Atomically thin indium selenide (InSe) exhibits a sombrero-like valence band, leading to distinctive excitonic behaviors. It is known that the indirect band gap of atomically thin InSe leads to a weak emission from the lowest-energy excitonic state (A peak). However, the A peak emission of monolayer (ML) InSe was observed to be either absent or very weak, rendering the nature of its excitonic states largely unknown. Intriguingly, we demonstrate that ML InSe exhibits pronounced PL emission because of the efficient brightening of the momentum-indirect dark excitons.
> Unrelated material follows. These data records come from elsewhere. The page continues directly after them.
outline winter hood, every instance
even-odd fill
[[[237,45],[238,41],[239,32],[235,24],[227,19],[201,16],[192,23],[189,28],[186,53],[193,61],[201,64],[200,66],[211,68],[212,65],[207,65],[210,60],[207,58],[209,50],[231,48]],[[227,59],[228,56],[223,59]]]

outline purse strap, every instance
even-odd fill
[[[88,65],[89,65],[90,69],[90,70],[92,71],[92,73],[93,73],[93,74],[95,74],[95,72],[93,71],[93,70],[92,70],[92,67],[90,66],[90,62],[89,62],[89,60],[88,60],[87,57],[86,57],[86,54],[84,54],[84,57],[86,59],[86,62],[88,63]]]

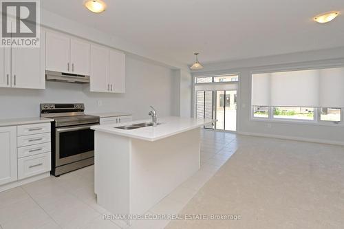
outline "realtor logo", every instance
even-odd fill
[[[39,1],[1,0],[0,47],[39,47]]]

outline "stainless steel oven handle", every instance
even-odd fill
[[[89,127],[96,126],[96,124],[94,124],[92,125],[87,125],[87,126],[81,126],[81,127],[69,127],[69,128],[57,128],[56,129],[56,132],[62,133],[62,132],[68,132],[68,131],[80,131],[83,129],[89,129]]]

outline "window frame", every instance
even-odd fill
[[[321,120],[321,109],[323,108],[332,108],[332,109],[341,109],[341,120],[340,121],[329,121],[329,120]],[[332,123],[334,124],[342,124],[344,126],[344,115],[343,113],[343,111],[344,109],[343,107],[319,107],[319,112],[318,112],[318,120],[320,123],[323,123],[323,124],[329,124]]]
[[[249,80],[250,80],[250,120],[257,121],[257,122],[279,122],[279,123],[290,123],[290,124],[306,124],[306,125],[318,125],[318,126],[327,126],[327,127],[344,127],[344,107],[338,107],[341,109],[341,122],[334,122],[334,121],[323,121],[321,120],[321,107],[314,107],[314,120],[296,120],[296,119],[277,119],[273,118],[274,113],[274,107],[271,106],[260,106],[260,107],[269,107],[269,116],[268,118],[262,117],[255,117],[254,116],[254,108],[252,105],[252,75],[255,74],[264,74],[264,73],[273,73],[278,72],[288,72],[288,71],[302,71],[302,70],[311,70],[311,69],[321,69],[325,68],[332,68],[332,67],[343,67],[344,63],[331,63],[331,64],[316,64],[303,65],[300,67],[295,66],[288,66],[285,67],[270,67],[261,69],[259,70],[251,70],[249,74]]]
[[[224,76],[235,76],[235,78],[237,80],[235,81],[215,81],[215,78],[217,77],[224,77]],[[207,83],[197,83],[197,78],[211,78],[211,82],[207,82]],[[238,83],[239,81],[239,74],[221,74],[221,75],[213,75],[213,76],[195,76],[195,85],[203,85],[206,83]]]

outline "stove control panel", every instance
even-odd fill
[[[41,113],[83,112],[83,103],[42,103]]]

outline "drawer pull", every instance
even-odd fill
[[[31,168],[37,167],[37,166],[41,166],[41,165],[43,165],[43,163],[39,163],[39,164],[34,164],[34,165],[30,166],[29,168]]]
[[[39,149],[31,149],[29,151],[29,153],[32,153],[32,152],[36,152],[36,151],[40,151],[43,149],[43,148],[39,148]]]
[[[36,138],[36,139],[30,139],[30,140],[29,140],[29,142],[36,142],[36,141],[41,141],[41,140],[43,140],[42,138]]]
[[[33,129],[29,129],[29,131],[41,131],[41,130],[43,130],[43,128],[33,128]]]

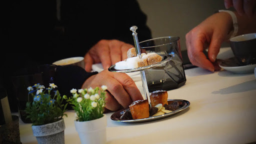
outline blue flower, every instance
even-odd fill
[[[33,90],[30,91],[30,92],[28,92],[28,94],[31,94],[31,93],[33,93],[33,92],[36,92],[36,90]]]
[[[40,98],[41,98],[41,95],[36,96],[34,98],[34,101],[38,102],[40,100]]]
[[[48,94],[44,94],[44,98],[49,98],[49,97],[50,96]]]
[[[34,86],[32,86],[32,88],[34,88],[34,87],[36,87],[40,85],[40,84],[38,83],[37,84],[34,84]]]
[[[54,104],[54,102],[56,100],[50,100],[50,102],[49,102],[49,104],[49,104],[49,105],[50,105],[50,104]]]

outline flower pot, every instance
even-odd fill
[[[38,144],[65,144],[64,120],[40,126],[33,126],[32,130]]]
[[[86,122],[74,120],[76,130],[82,144],[106,144],[106,116]]]

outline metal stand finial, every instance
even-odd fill
[[[138,33],[136,32],[136,30],[138,29],[138,27],[136,26],[132,26],[130,28],[130,30],[132,32],[132,36],[134,37],[134,44],[135,45],[135,48],[136,50],[136,54],[138,54],[140,58],[142,58],[142,55],[140,52],[140,45],[138,44]],[[142,70],[140,72],[140,77],[142,80],[142,84],[143,86],[143,89],[144,90],[144,94],[145,95],[145,98],[148,102],[150,106],[151,107],[151,103],[150,102],[150,92],[148,92],[148,84],[146,83],[146,78],[145,75],[145,70]]]
[[[138,54],[140,58],[141,58],[142,56],[140,52],[140,45],[138,44],[138,34],[136,32],[136,30],[137,29],[138,29],[138,27],[136,26],[133,26],[130,28],[130,30],[132,32],[132,34],[134,36],[134,44],[135,45],[135,48],[136,48],[136,53],[137,54]]]

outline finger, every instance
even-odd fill
[[[209,48],[208,49],[208,58],[212,62],[214,62],[218,54],[220,52],[220,48],[222,42],[223,41],[224,36],[218,34],[214,32]]]
[[[126,90],[124,88],[122,84],[113,78],[116,74],[125,74],[113,72],[106,71],[105,72],[110,72],[110,76],[112,77],[109,76],[106,78],[106,80],[104,80],[103,84],[106,85],[108,86],[108,90],[113,96],[116,100],[117,102],[120,104],[124,108],[128,108],[128,106],[132,102],[129,94],[126,92]],[[113,73],[113,74],[112,74]],[[122,74],[123,75],[123,74]]]
[[[222,70],[222,68],[220,66],[220,64],[222,62],[221,60],[217,59],[215,60],[215,62],[213,62],[215,71],[219,71]]]
[[[92,58],[89,54],[88,52],[87,52],[84,56],[84,68],[86,71],[87,72],[90,72],[92,70],[92,66],[94,64],[94,60]]]
[[[106,102],[106,106],[105,107],[110,110],[118,110],[121,106],[121,105],[108,92],[106,94],[105,100]]]
[[[125,74],[116,73],[116,74],[114,76],[114,78],[122,84],[124,88],[130,96],[132,102],[143,100],[142,94],[130,77],[126,74]]]
[[[226,9],[230,8],[233,6],[232,0],[224,0],[224,4]]]
[[[212,62],[207,59],[204,54],[203,52],[204,48],[202,47],[204,44],[202,42],[205,42],[205,40],[194,40],[190,38],[190,34],[186,35],[186,44],[188,48],[188,56],[190,60],[194,66],[200,67],[203,68],[208,70],[211,72],[214,72],[214,66]],[[196,38],[195,40],[200,40],[198,38]],[[192,44],[192,42],[194,42],[194,44]]]
[[[254,7],[256,4],[255,0],[244,0],[244,12],[250,16],[252,16],[254,15]]]
[[[121,46],[122,43],[116,40],[112,40],[110,44],[110,56],[112,65],[122,61]]]
[[[100,44],[97,54],[102,62],[103,68],[108,68],[111,66],[110,48],[108,44]]]
[[[124,43],[121,46],[121,52],[122,52],[122,60],[124,60],[127,58],[127,52],[128,50],[132,48],[134,48],[134,46],[130,44]]]
[[[244,0],[233,0],[233,6],[240,15],[244,14]]]

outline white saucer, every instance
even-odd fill
[[[219,64],[223,69],[234,74],[253,73],[256,64],[240,66],[234,57],[224,60]]]

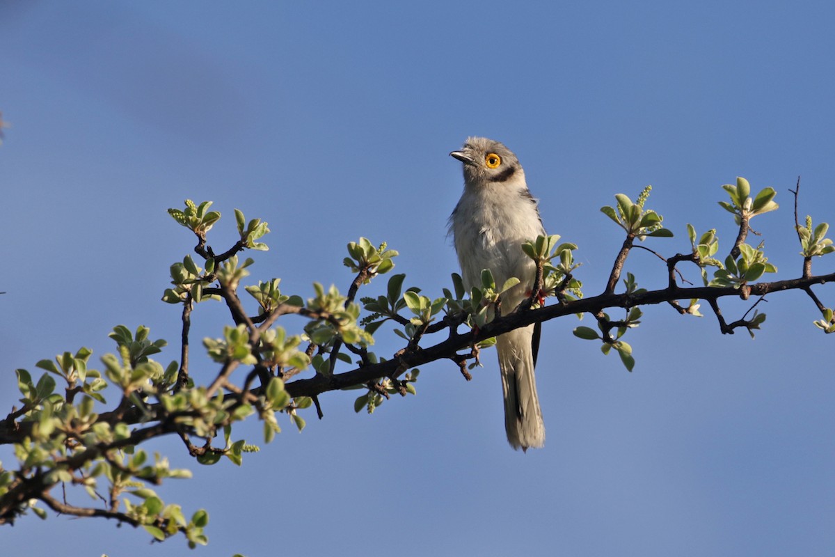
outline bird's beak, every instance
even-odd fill
[[[473,159],[467,154],[466,151],[453,151],[449,154],[449,156],[454,157],[463,162],[464,165],[474,165]]]

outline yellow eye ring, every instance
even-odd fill
[[[487,165],[487,168],[497,168],[502,164],[502,158],[495,153],[488,153],[484,157],[484,164]]]

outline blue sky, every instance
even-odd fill
[[[546,229],[579,246],[588,296],[622,238],[600,212],[654,186],[649,206],[689,249],[686,224],[736,230],[716,201],[737,175],[773,186],[753,224],[777,278],[799,276],[788,193],[801,217],[835,220],[829,3],[0,3],[0,403],[13,370],[64,350],[112,351],[113,326],[144,324],[177,357],[177,308],[159,301],[194,241],[166,214],[211,200],[270,223],[252,278],[286,293],[352,279],[361,235],[400,251],[433,296],[457,261],[447,218],[462,187],[449,158],[468,135],[524,165]],[[752,238],[756,244],[758,240]],[[833,257],[830,256],[829,257]],[[835,261],[835,260],[833,260]],[[831,272],[832,261],[815,262]],[[641,286],[663,265],[635,252]],[[697,273],[688,277],[698,280]],[[372,284],[366,294],[381,291]],[[820,289],[835,305],[831,289]],[[637,365],[546,324],[538,383],[546,446],[504,439],[494,356],[465,382],[428,366],[418,397],[355,414],[356,393],[284,433],[244,468],[199,467],[159,490],[210,512],[195,554],[783,555],[835,549],[832,339],[798,293],[772,296],[752,341],[716,320],[650,308],[627,340]],[[726,302],[731,318],[748,306]],[[227,320],[202,305],[194,338]],[[588,323],[586,323],[588,324]],[[291,319],[288,328],[301,322]],[[377,352],[399,348],[378,335]],[[195,342],[199,344],[199,342]],[[196,373],[210,377],[203,362]],[[259,428],[244,428],[253,442]],[[0,451],[11,463],[8,450]],[[8,554],[180,555],[144,532],[34,517],[4,528]],[[60,541],[59,541],[60,540]]]

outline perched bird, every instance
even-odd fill
[[[506,315],[529,295],[536,273],[534,261],[522,251],[522,244],[545,234],[536,200],[516,155],[501,143],[471,137],[463,149],[449,154],[463,163],[464,191],[449,217],[449,231],[464,286],[480,286],[483,269],[490,270],[498,286],[519,278],[521,282],[502,295],[502,315]],[[534,376],[539,345],[539,324],[496,339],[504,428],[514,448],[545,443]]]

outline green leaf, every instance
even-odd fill
[[[737,199],[740,205],[745,203],[745,198],[751,195],[751,185],[748,184],[748,180],[741,176],[736,178],[736,195],[738,195]]]
[[[589,327],[578,327],[574,330],[574,337],[585,339],[587,341],[594,341],[600,338],[600,336],[596,331]]]
[[[205,528],[209,524],[209,513],[203,509],[191,515],[191,522],[198,528]]]
[[[777,192],[774,190],[774,188],[764,189],[757,194],[757,197],[754,199],[754,203],[751,207],[752,210],[755,213],[765,212],[762,211],[762,210],[772,203],[772,200],[773,200],[774,196],[777,195]],[[777,204],[775,203],[773,205],[775,205],[774,209],[777,209]],[[769,210],[773,210],[773,209]]]
[[[623,215],[625,220],[629,222],[632,216],[632,200],[624,194],[615,194],[615,199],[617,200],[620,215]],[[640,210],[640,208],[639,210]]]
[[[160,529],[157,528],[156,526],[150,526],[149,524],[144,524],[143,525],[143,528],[144,528],[149,534],[156,538],[159,541],[165,540],[165,533],[163,532]]]
[[[420,296],[413,291],[407,291],[403,292],[403,300],[410,310],[415,313],[420,311]]]
[[[212,464],[216,464],[220,460],[220,456],[219,453],[209,451],[204,454],[198,455],[197,462],[206,466],[211,466]]]
[[[604,215],[605,215],[610,219],[611,219],[615,223],[617,223],[617,225],[619,226],[620,225],[620,220],[618,219],[618,215],[615,211],[615,208],[614,207],[610,207],[608,205],[605,206],[605,207],[600,207],[600,212],[602,212]]]

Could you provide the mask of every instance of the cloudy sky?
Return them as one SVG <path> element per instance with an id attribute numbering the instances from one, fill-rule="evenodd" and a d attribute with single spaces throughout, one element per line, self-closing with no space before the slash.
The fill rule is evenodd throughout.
The mechanism is attributed to acoustic phonon-assisted radiative recombination facilitated by strong exciton-acoustic phonon coupling and extended wavefunction in momentum space. Systematic analysis of layer-, power-, and temperature-dependent PL demonstrates that a carrier localization model can account for the asymmetric line shape of the lowest-energy excitonic emission for atomically thin InSe. Our work reveals that atomically thin InSe is a promising platform for manipulating the tightly bound dark excitons in two-dimensional semiconductor-based optoelectronic devices.

原子薄的硒化铟 (InSe) 表现出类似宽边帽的价带，从而导致独特的激子行为。众所周知，原子级薄的 InSe 的间接带隙导致最低能量激子态（A 峰）的弱发射。然而，观察到单层 (ML) InSe 的 A 峰发射要么不存在，要么非常弱，导致其激子态的性质很大程度上未知。有趣的是，我们证明 ML InSe 由于动量间接暗激子的有效增亮而表现出明显的 PL 发射。该机制归因于强激子-声子耦合和动量空间中的扩展波函数促进的声子辅助辐射复合。对层、功率和温度相关 PL 的系统分析表明，载流子局域化模型可以解释原子薄 InSe 的最低能量激子发射的不对称线形状。我们的工作表明，原子级薄的 InSe 是操纵二维半导体光电器件中紧密束缚的暗激子的有前途的平台。